Pour sa 5ème édition, le festival de théâtre Seules… en scène est toujours aussi éblouissant. Mercredi 13 mai, Mona Heftre a incarné sur la scène du TOP la fougueuse et fulgurante Albertine Sarrazin.

Albertine Sarrazin

Albertine Sarrazin

C’est encore un grand moment de théâtre, d’émotion et de beauté que nous a offert le Théâtre de l’Ouest Parisien mercredi soir. Seule en scène, comme il se doit lors de ce festival fondé par Olivier Meyer il y a cinq ans, Mona Heftre a livré une performance extraordinaire autour de la vie d’Albertine Sarrazin.

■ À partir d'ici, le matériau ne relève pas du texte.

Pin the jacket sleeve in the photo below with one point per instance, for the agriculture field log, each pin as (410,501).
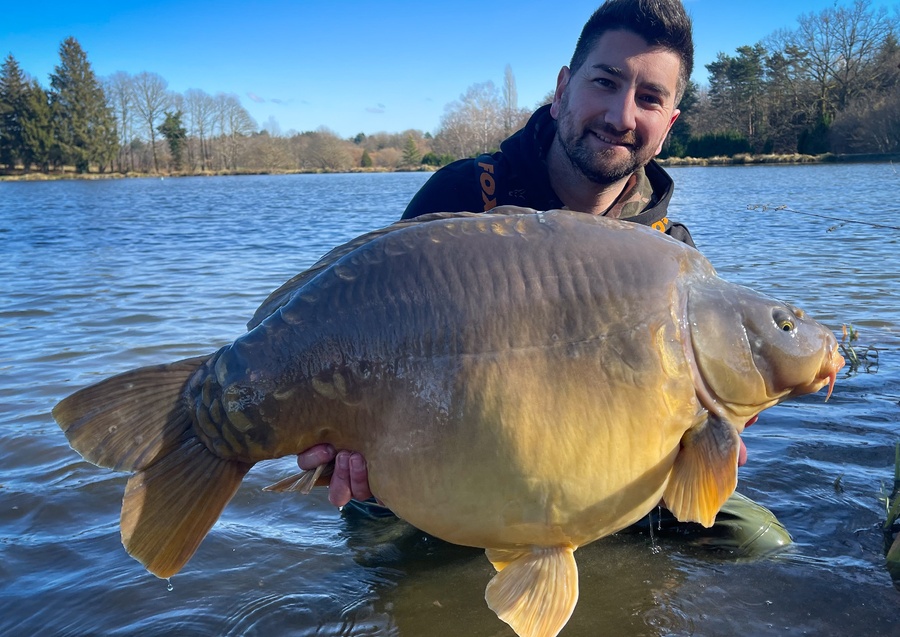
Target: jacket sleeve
(451,189)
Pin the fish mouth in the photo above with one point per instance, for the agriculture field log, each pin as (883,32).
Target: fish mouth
(832,363)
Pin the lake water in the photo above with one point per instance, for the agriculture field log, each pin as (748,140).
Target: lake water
(102,276)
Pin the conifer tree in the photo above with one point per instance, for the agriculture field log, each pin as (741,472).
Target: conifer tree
(13,85)
(82,119)
(37,128)
(176,136)
(411,154)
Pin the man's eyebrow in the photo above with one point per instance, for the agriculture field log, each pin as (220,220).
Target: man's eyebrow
(615,71)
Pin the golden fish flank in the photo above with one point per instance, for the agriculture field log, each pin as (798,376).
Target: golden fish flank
(582,367)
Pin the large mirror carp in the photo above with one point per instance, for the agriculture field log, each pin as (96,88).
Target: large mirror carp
(526,382)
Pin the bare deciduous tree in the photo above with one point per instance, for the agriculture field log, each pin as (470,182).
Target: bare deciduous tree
(151,99)
(473,124)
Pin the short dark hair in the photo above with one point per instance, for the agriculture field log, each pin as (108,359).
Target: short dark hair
(662,23)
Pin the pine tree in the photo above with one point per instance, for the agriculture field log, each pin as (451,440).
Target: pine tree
(81,116)
(13,87)
(37,128)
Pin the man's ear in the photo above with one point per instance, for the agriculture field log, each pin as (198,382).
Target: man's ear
(675,115)
(562,80)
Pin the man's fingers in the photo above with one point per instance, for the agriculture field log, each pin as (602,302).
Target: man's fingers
(315,456)
(339,490)
(350,478)
(359,477)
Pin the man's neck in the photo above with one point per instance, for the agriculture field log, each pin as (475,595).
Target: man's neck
(575,190)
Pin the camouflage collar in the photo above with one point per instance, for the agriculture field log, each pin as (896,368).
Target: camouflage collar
(636,196)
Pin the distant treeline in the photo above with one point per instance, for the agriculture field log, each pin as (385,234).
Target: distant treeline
(832,84)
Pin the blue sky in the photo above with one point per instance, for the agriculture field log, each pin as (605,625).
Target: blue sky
(352,66)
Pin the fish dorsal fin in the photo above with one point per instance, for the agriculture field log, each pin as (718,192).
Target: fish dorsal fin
(705,472)
(283,294)
(535,590)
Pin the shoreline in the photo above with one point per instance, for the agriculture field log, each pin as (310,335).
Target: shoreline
(742,159)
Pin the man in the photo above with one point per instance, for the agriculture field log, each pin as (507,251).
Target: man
(591,150)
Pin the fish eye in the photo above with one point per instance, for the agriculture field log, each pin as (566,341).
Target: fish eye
(783,320)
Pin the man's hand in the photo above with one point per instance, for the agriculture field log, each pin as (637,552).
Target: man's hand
(350,478)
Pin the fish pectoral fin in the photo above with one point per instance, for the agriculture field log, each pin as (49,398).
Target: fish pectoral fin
(170,506)
(304,481)
(535,590)
(705,472)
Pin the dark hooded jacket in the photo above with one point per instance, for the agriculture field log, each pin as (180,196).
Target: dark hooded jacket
(517,175)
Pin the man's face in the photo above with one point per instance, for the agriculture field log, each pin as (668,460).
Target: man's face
(614,112)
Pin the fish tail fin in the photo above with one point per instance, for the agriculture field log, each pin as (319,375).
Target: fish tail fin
(535,590)
(705,472)
(141,421)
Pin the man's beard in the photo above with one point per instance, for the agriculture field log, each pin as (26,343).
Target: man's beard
(601,167)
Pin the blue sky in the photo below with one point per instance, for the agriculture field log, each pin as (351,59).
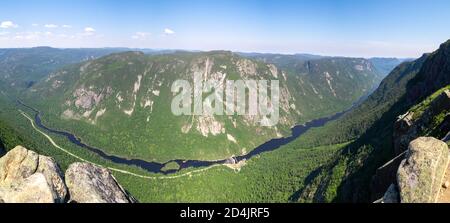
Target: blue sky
(401,28)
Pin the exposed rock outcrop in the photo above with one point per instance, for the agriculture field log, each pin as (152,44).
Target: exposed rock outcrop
(391,195)
(420,175)
(414,123)
(27,177)
(385,176)
(88,183)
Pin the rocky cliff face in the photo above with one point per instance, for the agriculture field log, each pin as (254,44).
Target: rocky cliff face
(27,177)
(420,177)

A partir des romans d’Albertine, La cavale et L’astragale, mais aussi de sa correspondance et des fragments de ses cahiers, prêtés par la seconde femme de Julien, Mona Heftre a reconstitué cette vie brève et fulgurante, violente aussi, de la maison de correction aux urgences, en passant par les fugues, les cavales et – enfin – la gloire littéraire.
« Mademoiselle, au lieu de faire le tapin à la sauvette, vous auriez mieux fait de concourir pour le prix Femina » – l’esprit cinglant du juge des Assises qui prononce une peine de 7 ans à l’encontre de la jeune fille mineure, résume cruellement le rapport au monde d’une enfant de l’assistance publique, amoureuse de Rimbaud à 15 ans au point de lui écrire des poèmes, abandonnée une seconde fois par des parents adoptifs « trop vieux » (et combien ce malheureux adverbe, prononcé au prétoire, fera songer Albertine !), et qui a voulu détruire tout ce qu’elle aurait voulu aimer.

Mona Heftre - DR

Mona Heftre – DR

De noire vêtue, le panache blanc, avec pour seul accessoire une paire de chaussures à talons hauts plus éloquentes qu’une prosopopée, Mona Heftre épouse son personnage : elle a quinze ans avec elle, elle brave Paris avec elle, elle se heurte aux barreaux avec elle, elle appelle sa mère avec elle, elle souffre les mille tourments de la déréliction avec elle.
Vient la rencontre miraculeuse avec Julien, qui la sauve, qui l’enlève et l’entraîne en cavale. Julien c’est l’amour, et l’amour pour Albertine, c’est « l’inconnaissable. » Un mariage en neuf minutes entre des amants tirés de leurs prisons respectives, les années d’attente et la passion intacte, jusqu’au dernier soupir poussé sur un lit d’hôpital. Accolé à cet amour, l’écriture, ce débordement précis et cru du fond d’un être qui refuse de désespérer, l’accompagne tout au long de sa courte vie.
Le spectacle est monté selon le rythme haletant de cette existence brûlée, mais plus encore suivant le style même de l’écrivain. Des monologues rapides et incisifs, forts de chaque mot, qui s’entrecoupent de poèmes d’Albertine, mis en musique et chantés par la comédienne.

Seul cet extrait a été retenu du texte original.